All of this is to say that the task of choosing the best overlooked releases of the year is a tricky one, not least because the definition of “overlooked” depends on who’s doing the looking. For my purposes, I’ve eliminated anything we’ve covered in the Reader in print or online (here’s a shortcut to much of our 2015 hip-hop coverage). I still think Ty Money’s Cinco de Money didn’t get nearly as much love as it should have, but because I wrote about him twice in print and twice online, he’s not making this list. My method is doubtless imperfect, but I can stand by all these picks.
God, The Gospel
In the spring Juicy J announced a partnership with this local rapper, though God didn’t sign a deal with Taylor Gang, the label co-owned by Juicy J. But the Memphis legend took a liking to God, and he served as executive producer of The Gospel. God brightens the dark corners of his street raps with a ferocious, irrepressible flow and intuitive grasp of melody, and music is in his blood—a couple months ago he told Fake Shore Drive that his father has been a member of Public Announcement, a long-standing R&B group that once included R. Kelly. The Gospel had hooked me by the time I heard God’s flow on “Block So Hot,” which sounds like a flip of Giftz and Tree’s rapping on 2012’s “Nino”—and then Juicy J shows up on a remix of “Broke.”
Shorty K, Staks Fifth Avenue 2
Shorty K, leader of Jefe Cartel and a member of Sir Michael Rocks’s Toothpick Clique, dropped the first Staks Fifth Avenue mixtape in 2012, but its sequel didn’t come out till March. He displays his versatility throughout Staks Fifth Avenue 2, taking on a coiled-spring flow on the sweltering “Dont Make Me” and a sensual purr on “Exotic Interlude.” Shorty K reprises that tune as “Exotic” on October’s Staks Fifth Avenue 3, which is also worth a spin.
Ric Wilson, The Sun Was Out
Upstart MC Ric Wilson opens this EP with a track that samples an album by jazz drummer Willie Jones III—it includes the same snippet of trumpet melody that Kendrick Lamar raps over on “Rigamortus,” off 2011’s Section.80. But despite the familiarity of the sound, Wilson comes across as entirely himself thanks to a flow that shifts from strictly regimented to loose and acrobatic. The 20-year-old juggles slippery dance and sleepy soul, and he slips plenty of personable, politically conscious lyrics into his alternately glossy and chilled-out music. On “Lost Soul” Wilson raps, “We live in a world where we gotta say black lives matter / And then in return they be tellin’ us dog lives matter.”

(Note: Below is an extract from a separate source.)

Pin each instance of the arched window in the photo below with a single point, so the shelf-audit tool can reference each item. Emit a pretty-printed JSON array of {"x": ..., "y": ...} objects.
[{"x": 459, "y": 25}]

Angel Davanport, Free Pussy
Davanport, a member of Psalm One’s Rapper Chicks collective, sets the mood lighting to “low” on this five-song EP. Her voice injects plenty of color into slow-moving, R&B-inflected instrumentals, pivoting from inviting croons to staccato raps without breaking the music’s spell. On “Caesar” she mourns a broken relationship, but hopes that in time the two of them will remember only the better moments: “I want the photos to always depict the memories.”
Montana of 300 & Talley of 300, Gunz N Roses
Gunz N Roses is on this list largely because of timing. Had the album dropped before December, it probably would’ve showed up on plenty of year-end lists (Passion of the Weiss contributor Torii MacAdams shares this sentiment). Ever since FGE leader Montana of 300 dropped Cursed With a Blessing last December, he’s seemed increasingly ubiquitous: collaborating with Fetty Wap, hanging with Kanye West, playing an extra on hip-hop soap opera Empire. Montana of 300 and his FGE peers pull in big numbers—the collective’s “FGE Cypher” video has racked up more than a million views since it went online less than a month ago. Gunz N Roses demonstrates what makes Montana and company so great—I could go for a lot more street anthems as irresistible as “Mf’s Mad.”